Abstract

A comparative analysis of asymmetrically clipped orthogonal frequency division multiplexing (ACO-OFDM) and proposed coded ACO-OFDM (CACO-OFDM) for intensity modulation (IM) and direct detection (DD) indoor optical wireless communication (OWC) is presented. CACO-OFDM is an extended version of ACO-OFDM. Existing OWC-OFDM techniques are basically classified based on the data assigned to subcarriers and the approach of converting bipolar real signal to unipolar real positive signal. In ACO-OFDM subcarrier assignment is performed by assigning information only on the odd subcarriers and setting the even subcarriers to zeros.
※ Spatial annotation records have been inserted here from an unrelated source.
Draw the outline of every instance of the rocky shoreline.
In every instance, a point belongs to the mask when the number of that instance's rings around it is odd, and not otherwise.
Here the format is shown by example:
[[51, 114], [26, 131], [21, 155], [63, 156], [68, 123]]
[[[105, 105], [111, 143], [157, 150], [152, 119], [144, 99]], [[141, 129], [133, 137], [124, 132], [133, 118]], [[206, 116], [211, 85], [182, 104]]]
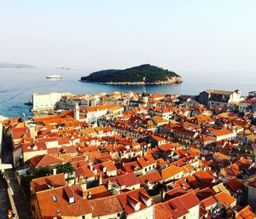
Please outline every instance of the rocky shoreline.
[[158, 81], [158, 82], [96, 82], [96, 81], [88, 81], [88, 80], [80, 80], [81, 82], [92, 82], [102, 84], [110, 84], [110, 85], [164, 85], [171, 84], [178, 84], [183, 82], [181, 77], [172, 77], [167, 78], [166, 81]]

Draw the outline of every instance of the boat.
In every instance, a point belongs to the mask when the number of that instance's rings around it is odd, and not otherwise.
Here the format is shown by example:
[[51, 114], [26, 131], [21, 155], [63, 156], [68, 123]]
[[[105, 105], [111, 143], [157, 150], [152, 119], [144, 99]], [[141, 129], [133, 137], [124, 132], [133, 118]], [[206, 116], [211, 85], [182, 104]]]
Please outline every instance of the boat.
[[27, 105], [27, 106], [32, 106], [33, 103], [29, 100], [28, 102], [25, 102], [24, 103], [25, 105]]
[[47, 76], [46, 78], [48, 78], [48, 79], [51, 79], [51, 78], [53, 78], [53, 79], [61, 79], [63, 78], [61, 75], [53, 74], [53, 75]]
Conversion of bipolar real signal to unipolar real positive signal is performed by clipping the amplitude of the negative samples at zero. In general clipping results in clipping noise which may degrade the performance. But the performance of ACO-OFDM is not degraded due to its design feature and the clipping noise is present only in the even subcarriers which are orthogonal to the data present in the odd subcarriers. In proposed approach convolutional coding a class of channel coding is introduced to for better performance of the system by attaining the targeted BER at the lower value of the transmitted power. Application of convolutional coding and hard decision Viterbi decoder results in a power efficient system. ACO-OFDM and CACO-OFDM are analysed and simulated for 4, 16, 64 and 256-QAM in the presence of AWGN channel. Performance is investigated by plotting E b(elec) /N o versus BER and E b(opt) /N o for BER of 10-4 versus normalized bandwidth. It has been observed that CACO-OFDM is more power efficient as compared to ACO-OFDM. Therefore power efficiency of the ACO-OFDM can be further improved by using coding techniques.